Un examen mené en 2017 sur un échantillon de 573 monuments privés ouverts au public a de surcroît montré que les trois quarts d’entre eux n’étaient accessibles qu’entre 40 et 90 jours par an, soit moins du quart de l’année. La modestie de ces périodes d’ouverture, couplée au fait qu’elles couvrent essentiellement la saison estivale au détriment de saisons plus propices aux activités d’intérieur, explique peut-être la faiblesse de la fréquentation de ces lieux. En effet, les quelques 1 500 monuments privés ouverts à la visite en 2017 (qui ne représentent que moins de 10 % du total des monuments historiques privés) accueilleraient en moyenne 1 350 visiteurs par an, un chiffre à mettre en regard des centaines de milliers d’entrées enregistrées chaque année par les monuments nationaux, qui bénéficient certes d’une notoriété autrement plus importante. De plus, la fréquentation des lieux patrimoniaux est marquée par un creusement des écarts sociaux, les cadres et les diplômés du supérieur étant progressivement plus nombreux à visiter les musées ou les monuments que les employés, les ouvriers et les personnes peu diplômées. Dans ces conditions, l’ouverture des monuments au public ne profite qu’à une minorité de contribuables, et n’apparaît pas comme une contrepartie suffisante à l’effort fiscal consenti en faveur des propriétaires, qui restent en dernière analyse les principaux bénéficiaires de ces lieux.
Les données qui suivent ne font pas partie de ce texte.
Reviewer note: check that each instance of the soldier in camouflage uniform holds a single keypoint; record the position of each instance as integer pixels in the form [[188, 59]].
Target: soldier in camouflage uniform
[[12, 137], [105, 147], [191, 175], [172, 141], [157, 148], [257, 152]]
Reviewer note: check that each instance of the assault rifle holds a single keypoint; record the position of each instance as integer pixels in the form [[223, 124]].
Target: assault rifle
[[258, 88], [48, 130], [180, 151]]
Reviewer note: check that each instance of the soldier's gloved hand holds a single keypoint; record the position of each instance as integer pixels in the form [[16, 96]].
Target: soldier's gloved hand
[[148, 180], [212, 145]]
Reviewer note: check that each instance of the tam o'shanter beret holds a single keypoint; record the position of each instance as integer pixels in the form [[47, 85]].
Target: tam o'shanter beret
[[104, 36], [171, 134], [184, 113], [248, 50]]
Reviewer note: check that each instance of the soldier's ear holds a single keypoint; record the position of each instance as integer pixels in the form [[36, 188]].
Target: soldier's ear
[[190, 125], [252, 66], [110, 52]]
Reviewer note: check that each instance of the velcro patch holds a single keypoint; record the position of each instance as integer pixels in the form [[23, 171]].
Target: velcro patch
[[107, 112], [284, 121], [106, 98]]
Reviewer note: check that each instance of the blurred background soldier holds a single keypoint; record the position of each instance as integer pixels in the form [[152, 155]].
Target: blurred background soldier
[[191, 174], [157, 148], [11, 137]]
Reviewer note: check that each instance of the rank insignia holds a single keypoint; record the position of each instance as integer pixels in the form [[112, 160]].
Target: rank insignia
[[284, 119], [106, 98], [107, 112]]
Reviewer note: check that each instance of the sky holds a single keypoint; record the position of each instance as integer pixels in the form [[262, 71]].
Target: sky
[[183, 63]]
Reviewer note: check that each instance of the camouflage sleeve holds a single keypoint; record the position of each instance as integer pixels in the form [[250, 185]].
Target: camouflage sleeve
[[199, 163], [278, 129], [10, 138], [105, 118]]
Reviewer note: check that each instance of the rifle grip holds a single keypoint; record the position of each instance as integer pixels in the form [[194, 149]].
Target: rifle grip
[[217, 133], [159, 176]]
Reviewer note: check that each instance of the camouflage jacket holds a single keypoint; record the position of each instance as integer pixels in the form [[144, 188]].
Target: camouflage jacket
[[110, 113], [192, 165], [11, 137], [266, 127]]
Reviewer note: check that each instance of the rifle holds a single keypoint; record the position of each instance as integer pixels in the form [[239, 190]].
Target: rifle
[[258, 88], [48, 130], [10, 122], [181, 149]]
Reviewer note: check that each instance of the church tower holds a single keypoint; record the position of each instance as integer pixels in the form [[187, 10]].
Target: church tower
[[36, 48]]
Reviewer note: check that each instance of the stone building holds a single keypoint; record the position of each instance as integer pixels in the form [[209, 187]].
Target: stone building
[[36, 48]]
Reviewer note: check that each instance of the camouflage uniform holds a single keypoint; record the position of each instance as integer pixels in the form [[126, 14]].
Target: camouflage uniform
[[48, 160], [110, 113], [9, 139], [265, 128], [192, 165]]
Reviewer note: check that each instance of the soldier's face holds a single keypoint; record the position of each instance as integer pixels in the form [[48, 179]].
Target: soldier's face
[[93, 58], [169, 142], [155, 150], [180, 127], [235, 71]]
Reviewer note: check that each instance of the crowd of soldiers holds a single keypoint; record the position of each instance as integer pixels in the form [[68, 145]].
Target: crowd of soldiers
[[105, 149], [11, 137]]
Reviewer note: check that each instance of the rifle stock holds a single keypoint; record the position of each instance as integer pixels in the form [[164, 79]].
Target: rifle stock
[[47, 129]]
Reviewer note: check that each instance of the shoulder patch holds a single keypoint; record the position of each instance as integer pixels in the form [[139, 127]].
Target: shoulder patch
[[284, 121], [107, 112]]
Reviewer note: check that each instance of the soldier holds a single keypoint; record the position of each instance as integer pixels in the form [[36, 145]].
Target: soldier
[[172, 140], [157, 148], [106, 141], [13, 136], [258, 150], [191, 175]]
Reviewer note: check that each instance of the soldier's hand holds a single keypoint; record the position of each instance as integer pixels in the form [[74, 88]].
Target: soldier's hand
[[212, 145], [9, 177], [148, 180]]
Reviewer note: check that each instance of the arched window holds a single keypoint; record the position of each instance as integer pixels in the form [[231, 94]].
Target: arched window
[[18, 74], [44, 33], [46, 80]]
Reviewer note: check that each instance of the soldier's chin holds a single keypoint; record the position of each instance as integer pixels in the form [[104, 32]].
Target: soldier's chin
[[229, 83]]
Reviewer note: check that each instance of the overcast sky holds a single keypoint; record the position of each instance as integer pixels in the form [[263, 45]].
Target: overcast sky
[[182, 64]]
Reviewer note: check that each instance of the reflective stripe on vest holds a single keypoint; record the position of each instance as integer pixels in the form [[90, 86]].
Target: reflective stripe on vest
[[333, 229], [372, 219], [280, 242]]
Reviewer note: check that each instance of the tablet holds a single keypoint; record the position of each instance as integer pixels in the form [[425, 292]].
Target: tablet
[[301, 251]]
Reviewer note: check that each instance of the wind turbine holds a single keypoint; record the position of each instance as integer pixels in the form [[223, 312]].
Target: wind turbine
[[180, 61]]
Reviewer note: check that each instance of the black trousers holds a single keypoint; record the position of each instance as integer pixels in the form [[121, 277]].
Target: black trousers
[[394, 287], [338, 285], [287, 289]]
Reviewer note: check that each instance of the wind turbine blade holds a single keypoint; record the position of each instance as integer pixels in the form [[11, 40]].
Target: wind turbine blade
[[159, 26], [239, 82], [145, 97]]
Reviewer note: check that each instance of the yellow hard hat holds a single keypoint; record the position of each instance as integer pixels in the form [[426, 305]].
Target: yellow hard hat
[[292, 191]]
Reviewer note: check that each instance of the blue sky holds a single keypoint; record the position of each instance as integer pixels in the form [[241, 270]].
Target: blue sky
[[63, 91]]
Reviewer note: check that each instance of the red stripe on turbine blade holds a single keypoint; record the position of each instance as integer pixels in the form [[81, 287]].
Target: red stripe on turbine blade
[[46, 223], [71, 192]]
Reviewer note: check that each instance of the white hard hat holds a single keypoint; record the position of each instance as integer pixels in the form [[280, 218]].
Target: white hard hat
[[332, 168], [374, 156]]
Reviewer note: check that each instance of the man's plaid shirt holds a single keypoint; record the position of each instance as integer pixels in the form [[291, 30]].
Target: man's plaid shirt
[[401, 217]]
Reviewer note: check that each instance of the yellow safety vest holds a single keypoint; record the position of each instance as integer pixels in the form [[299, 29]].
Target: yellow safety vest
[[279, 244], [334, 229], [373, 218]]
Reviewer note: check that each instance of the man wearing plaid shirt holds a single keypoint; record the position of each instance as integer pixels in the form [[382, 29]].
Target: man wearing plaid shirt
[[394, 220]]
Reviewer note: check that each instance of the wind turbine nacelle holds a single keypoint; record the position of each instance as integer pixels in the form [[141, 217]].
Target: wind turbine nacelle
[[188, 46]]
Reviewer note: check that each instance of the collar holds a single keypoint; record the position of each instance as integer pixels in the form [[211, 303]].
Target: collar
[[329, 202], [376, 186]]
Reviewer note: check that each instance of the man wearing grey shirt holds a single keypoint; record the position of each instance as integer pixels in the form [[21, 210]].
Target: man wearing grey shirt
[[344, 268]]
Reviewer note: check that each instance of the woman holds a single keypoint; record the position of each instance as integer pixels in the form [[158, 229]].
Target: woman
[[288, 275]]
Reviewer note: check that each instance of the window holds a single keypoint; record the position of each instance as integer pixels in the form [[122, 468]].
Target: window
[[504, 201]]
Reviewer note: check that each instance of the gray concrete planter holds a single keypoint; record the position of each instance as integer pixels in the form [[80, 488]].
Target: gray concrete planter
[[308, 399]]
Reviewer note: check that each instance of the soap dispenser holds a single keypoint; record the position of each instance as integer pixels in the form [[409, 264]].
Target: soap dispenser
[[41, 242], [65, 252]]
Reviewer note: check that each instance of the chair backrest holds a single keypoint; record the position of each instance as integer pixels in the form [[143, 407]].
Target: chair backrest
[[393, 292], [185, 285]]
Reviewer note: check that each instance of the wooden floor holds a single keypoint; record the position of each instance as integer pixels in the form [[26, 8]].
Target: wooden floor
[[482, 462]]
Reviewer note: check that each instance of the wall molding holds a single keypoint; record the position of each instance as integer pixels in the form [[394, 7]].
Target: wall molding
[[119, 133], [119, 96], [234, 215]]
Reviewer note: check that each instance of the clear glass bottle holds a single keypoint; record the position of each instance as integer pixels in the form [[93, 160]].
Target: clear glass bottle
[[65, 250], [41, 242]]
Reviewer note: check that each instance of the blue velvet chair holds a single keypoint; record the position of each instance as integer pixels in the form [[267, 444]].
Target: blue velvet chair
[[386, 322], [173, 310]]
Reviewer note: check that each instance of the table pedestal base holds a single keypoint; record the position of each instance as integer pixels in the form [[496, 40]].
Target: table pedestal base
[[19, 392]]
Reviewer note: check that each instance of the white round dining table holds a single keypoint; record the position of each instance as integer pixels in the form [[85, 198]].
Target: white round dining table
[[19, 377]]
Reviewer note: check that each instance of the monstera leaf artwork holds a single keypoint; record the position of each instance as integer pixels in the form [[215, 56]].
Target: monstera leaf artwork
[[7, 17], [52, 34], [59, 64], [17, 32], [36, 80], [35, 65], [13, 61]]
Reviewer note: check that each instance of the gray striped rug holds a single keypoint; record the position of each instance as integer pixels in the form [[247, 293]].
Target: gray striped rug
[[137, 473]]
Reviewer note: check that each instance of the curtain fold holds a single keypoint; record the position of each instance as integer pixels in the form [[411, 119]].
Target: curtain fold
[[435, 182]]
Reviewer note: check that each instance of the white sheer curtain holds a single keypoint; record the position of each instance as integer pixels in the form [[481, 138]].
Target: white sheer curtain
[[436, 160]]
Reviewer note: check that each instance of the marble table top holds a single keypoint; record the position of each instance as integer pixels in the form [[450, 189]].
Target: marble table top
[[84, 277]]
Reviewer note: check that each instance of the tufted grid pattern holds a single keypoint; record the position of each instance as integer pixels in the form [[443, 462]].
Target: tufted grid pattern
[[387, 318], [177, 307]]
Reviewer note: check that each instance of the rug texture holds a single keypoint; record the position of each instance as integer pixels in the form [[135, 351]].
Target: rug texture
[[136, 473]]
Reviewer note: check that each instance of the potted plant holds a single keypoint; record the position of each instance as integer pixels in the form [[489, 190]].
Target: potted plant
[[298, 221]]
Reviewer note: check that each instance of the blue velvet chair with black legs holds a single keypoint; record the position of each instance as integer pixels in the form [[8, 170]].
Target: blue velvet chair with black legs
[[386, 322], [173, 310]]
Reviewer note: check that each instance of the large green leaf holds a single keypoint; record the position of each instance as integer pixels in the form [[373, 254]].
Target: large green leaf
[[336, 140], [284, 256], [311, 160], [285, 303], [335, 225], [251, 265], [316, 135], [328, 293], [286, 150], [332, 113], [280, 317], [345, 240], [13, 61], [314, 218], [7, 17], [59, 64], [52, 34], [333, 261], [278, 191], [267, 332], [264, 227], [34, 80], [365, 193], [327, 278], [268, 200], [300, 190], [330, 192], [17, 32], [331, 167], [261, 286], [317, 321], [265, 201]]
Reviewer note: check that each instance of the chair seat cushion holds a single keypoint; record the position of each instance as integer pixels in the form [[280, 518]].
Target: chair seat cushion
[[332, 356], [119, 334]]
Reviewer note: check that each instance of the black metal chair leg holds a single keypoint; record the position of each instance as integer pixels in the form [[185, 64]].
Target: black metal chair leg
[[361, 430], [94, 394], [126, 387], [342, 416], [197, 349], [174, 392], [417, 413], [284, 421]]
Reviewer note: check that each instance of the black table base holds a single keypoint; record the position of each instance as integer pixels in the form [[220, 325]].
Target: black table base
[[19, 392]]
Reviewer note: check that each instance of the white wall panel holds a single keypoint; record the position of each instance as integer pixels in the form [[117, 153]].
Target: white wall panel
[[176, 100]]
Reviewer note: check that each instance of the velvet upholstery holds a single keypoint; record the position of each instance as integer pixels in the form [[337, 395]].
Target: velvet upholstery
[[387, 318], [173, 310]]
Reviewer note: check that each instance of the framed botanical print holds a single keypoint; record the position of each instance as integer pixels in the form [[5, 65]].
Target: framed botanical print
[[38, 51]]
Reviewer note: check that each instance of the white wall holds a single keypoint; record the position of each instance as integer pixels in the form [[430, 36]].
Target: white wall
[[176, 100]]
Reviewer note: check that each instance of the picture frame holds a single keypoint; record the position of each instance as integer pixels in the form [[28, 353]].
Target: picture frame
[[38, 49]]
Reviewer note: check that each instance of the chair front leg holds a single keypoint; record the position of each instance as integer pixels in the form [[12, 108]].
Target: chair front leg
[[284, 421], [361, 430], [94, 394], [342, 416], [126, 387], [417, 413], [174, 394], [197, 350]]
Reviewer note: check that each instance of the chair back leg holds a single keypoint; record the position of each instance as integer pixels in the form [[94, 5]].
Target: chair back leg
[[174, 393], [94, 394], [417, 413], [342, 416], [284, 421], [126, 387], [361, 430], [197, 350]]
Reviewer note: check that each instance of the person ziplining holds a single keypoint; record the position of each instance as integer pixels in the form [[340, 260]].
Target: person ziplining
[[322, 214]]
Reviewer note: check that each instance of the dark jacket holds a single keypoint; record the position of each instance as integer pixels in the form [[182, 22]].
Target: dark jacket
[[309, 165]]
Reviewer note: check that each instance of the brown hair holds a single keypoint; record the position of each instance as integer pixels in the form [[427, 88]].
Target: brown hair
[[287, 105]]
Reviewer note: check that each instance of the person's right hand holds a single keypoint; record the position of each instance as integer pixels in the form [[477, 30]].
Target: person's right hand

Des « intérêts privés dissimulés sous le masque de l’altruisme »

Ce régime fiscal dérogatoire est d’autant plus injustifiable qu’il consolide la position sociale et la rente de citoyens aisés, au détriment de l’intérêt général dont il se réclame pourtant. Il s’inscrit en effet dans le cadre des nombreuses et généreuses exonérations fiscales françaises qui renforcent les inégalités de patrimoine et font de la France une société d’héritiers. Il contribue au creusement de ces inégalités, le coût des niches fiscales ne faisant qu’augmenter depuis 2013 (entraîné notamment par le mécénat des entreprises) alors même que leurs justifications économiques sont faibles. Lors des débats, en 1987 au palais Bourbon, autour de la loi sur l’exonération des droits de mutation pour les monuments protégés, les députés communistes ne s’y étaient pas trompé, dénonçant – seules voix discordantes dans une Assemblée unanime – un projet marqué par « des choix de classe » et une disposition « propice aux évasions fiscales », un commentaire qui pourrait en réalité s’appliquer à n’importe laquelle de ces mesures. Ainsi, le dispositif de déduction des charges foncières de l’impôt ou d’imputation du déficit foncier au revenu n’est soumis à aucun plafonnement, et profite par conséquent d’autant plus aux propriétaires que leur imposition est élevée. Les monuments historiques peuvent alors devenir de véritables investissements lucratifs, loin des gouffres financiers que les défenseurs de ces mesures se plaisent à décrire.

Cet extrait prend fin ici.